Air pollution is an adverse environmental concern that people need to address quickly before the problem escalates further. It is time governments and environmental related organizations establish a way to cut down carbon and other organic emissions that deplete the ozone layer. One possible way that people can avert the air pollution is to employ the input control (Gonzalez, 2005). Input control entails preventing a problem before it occurs. Additionally, this approach urges people to limit the activities that might promote air pollution. Restriction of population growth is a key input control approach to reduce population density. The use of less energy will also ensure there are low indoor and outdoor carbon emissions. Reduction of waste is a key concept that will ensures that compounds that promote algae bloom are not present in the environment (Raven, Berg & Hassenzahl, 2008). People can also improve energy deficiency to quit using woods, and charcoal that promote indoor air pollution; the use of recyclable solutions will ensure energy efficiency. Lastly, the reduced use of automobiles will ensure decline in carbon emission to the atmosphere (Gonzalez, 2005). The other form of air pollution remedy is outdoor control. Outdoor control approach seeks to fix the air pollution problem by cleaning up affected area to eliminate the possible air pollution crisis (Raven, Berg & Hassenzahl, 2008). However, despite the effectiveness of outdoor control the approach is expensive thus; governments and other stakeholders do no use this approach.

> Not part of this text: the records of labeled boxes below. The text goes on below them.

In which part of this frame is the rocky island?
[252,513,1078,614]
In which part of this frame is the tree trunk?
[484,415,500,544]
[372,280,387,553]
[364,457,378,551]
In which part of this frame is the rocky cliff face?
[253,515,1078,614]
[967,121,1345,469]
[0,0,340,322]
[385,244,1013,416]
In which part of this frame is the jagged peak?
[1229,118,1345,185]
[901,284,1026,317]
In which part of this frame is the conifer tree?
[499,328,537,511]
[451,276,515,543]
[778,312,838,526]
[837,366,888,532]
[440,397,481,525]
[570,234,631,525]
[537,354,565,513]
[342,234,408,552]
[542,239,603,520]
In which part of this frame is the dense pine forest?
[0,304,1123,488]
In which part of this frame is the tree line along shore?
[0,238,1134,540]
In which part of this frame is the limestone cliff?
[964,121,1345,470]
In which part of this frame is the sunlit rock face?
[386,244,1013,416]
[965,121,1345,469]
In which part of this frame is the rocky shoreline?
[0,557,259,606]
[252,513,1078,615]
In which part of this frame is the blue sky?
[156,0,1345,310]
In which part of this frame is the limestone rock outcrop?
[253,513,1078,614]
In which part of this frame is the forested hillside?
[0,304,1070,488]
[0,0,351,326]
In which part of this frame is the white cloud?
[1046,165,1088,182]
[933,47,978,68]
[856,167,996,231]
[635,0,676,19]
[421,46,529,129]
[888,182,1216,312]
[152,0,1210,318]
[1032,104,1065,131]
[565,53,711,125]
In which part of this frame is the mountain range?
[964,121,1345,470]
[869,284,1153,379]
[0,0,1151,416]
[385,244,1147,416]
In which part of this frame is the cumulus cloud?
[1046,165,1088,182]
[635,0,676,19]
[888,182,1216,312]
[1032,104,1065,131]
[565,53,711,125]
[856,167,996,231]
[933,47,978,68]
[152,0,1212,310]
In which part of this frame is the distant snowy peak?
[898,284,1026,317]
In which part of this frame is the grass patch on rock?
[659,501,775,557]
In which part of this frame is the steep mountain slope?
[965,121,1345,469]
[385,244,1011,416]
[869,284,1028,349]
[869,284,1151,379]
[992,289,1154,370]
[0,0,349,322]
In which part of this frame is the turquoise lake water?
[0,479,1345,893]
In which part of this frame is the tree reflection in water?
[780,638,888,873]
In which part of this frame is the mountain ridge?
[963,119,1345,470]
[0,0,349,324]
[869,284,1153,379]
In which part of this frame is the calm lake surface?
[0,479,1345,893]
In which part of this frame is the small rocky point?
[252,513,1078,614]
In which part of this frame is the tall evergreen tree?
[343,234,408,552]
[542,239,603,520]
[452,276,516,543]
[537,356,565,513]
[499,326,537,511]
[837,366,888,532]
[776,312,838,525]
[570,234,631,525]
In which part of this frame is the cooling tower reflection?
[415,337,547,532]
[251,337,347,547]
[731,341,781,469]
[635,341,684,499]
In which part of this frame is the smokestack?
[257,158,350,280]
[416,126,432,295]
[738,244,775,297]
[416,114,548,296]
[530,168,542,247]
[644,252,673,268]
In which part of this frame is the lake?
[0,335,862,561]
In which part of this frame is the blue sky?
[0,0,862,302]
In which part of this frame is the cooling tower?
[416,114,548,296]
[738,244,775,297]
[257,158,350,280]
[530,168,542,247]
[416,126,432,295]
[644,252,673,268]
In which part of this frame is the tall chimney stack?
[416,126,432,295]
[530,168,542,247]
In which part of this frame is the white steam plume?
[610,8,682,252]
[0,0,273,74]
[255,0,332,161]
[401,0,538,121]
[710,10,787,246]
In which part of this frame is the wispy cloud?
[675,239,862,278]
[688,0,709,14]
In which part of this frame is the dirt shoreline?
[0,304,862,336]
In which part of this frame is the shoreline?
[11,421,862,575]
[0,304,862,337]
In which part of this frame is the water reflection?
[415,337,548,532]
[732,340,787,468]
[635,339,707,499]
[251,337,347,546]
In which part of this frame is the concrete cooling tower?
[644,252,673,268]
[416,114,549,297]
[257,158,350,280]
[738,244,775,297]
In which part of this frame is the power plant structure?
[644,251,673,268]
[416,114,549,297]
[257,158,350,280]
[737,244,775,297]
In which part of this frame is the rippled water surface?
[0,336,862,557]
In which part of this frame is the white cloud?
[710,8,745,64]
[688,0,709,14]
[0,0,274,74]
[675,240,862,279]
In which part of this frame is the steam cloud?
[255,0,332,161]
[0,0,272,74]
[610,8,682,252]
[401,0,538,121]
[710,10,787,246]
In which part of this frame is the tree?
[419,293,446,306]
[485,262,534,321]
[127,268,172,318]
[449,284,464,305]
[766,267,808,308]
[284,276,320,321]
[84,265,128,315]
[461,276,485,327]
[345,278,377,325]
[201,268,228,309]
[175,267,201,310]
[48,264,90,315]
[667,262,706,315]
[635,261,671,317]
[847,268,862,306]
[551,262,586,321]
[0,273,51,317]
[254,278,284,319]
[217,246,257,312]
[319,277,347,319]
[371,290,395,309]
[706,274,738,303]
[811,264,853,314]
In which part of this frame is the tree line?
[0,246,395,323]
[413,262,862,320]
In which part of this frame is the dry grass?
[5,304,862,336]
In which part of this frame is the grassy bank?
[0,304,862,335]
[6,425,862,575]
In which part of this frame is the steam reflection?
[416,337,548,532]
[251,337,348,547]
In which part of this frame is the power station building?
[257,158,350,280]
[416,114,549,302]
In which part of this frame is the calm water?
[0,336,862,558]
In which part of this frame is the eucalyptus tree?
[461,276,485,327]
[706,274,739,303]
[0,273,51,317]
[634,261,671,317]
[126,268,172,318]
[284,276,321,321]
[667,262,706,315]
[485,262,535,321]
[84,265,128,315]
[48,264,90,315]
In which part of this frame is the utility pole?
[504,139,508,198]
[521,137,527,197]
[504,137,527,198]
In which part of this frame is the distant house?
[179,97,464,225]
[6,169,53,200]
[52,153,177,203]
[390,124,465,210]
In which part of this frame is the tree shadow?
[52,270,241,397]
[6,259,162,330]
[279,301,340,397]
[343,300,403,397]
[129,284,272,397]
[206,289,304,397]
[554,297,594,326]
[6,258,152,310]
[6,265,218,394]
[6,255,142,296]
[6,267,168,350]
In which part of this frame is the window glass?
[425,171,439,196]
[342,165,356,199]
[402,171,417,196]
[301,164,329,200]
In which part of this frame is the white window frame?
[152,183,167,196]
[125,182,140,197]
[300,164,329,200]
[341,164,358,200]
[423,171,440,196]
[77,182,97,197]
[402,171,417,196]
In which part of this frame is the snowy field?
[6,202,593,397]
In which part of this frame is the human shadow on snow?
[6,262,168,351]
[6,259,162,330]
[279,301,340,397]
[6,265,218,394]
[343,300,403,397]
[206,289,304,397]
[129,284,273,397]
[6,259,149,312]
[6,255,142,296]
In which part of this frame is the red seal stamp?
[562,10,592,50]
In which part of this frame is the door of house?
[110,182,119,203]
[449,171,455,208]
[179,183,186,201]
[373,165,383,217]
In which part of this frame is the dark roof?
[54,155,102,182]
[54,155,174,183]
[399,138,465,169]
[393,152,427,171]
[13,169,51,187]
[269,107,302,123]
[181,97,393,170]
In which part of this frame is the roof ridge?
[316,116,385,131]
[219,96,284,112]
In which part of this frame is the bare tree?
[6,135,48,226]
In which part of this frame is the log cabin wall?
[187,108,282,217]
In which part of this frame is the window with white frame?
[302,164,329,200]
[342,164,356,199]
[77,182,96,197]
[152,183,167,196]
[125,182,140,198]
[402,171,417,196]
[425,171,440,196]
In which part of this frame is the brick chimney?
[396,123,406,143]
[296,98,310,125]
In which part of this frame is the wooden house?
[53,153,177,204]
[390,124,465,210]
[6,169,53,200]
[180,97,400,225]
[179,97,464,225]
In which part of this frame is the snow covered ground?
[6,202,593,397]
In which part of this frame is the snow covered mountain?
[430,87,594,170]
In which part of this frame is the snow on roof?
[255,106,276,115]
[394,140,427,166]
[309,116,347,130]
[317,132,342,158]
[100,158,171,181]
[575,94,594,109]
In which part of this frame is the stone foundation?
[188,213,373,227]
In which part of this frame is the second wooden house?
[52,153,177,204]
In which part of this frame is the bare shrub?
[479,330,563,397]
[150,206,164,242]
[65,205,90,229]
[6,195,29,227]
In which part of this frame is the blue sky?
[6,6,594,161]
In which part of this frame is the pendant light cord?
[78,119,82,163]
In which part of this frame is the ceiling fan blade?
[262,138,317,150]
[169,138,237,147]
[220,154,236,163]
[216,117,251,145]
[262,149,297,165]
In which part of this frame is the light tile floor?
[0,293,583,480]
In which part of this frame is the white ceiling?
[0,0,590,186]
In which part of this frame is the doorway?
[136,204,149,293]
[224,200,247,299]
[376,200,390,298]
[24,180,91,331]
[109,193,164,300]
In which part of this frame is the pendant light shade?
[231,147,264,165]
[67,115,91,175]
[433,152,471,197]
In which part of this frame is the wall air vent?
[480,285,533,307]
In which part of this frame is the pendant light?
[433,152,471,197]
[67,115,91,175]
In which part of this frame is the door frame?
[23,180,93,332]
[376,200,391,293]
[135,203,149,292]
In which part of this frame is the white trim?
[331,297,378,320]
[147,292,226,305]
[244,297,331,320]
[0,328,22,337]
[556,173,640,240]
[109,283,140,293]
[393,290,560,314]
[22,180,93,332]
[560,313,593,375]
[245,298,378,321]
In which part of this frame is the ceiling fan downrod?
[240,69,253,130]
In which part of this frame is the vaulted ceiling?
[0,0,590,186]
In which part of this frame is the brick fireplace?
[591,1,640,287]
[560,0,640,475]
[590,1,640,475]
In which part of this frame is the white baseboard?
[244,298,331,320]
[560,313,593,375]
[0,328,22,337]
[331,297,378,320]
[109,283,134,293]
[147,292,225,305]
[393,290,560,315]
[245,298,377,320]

In conclusion, air pollution is indeed a pressing matter affecting the entire world. This is because what happens in one place affects other regions. Air pollution is the cause of many respiratory infections, and this shows the magnitude of air pollution to human health. Global warming effects signify that the ecosystem is experiencing imbalances, and this is a global security subject; all members involved in environmental preservation should participate and try to reduce their carbon emissions. For instance, it is high time people observe population growth to reduce population density. This is because high population increases is a negative impact to environmental conservation.

 

References:

Gurjar, B. R., Molina, L. T., & Ojha, C. S. P. (2010). Air pollution: Health and environmental impacts. Boca Raton, FL: CRC Press.

Harrison, R. M., & Royal Society of Chemistry (Great Britain). (1990). Pollution: Causes, effects, and control. Cambridge: Royal Society of Chemistry.

Raven, P. H., Berg, L. R., & Hassenzahl, D. M. (2008). Environment. Hoboken, NJ: Wiley.

Gonzalez, G. A. (2005). The politics of air pollution: Urban growth, ecological modernization, and symbolic inclusion. Albany: State University of New York Press.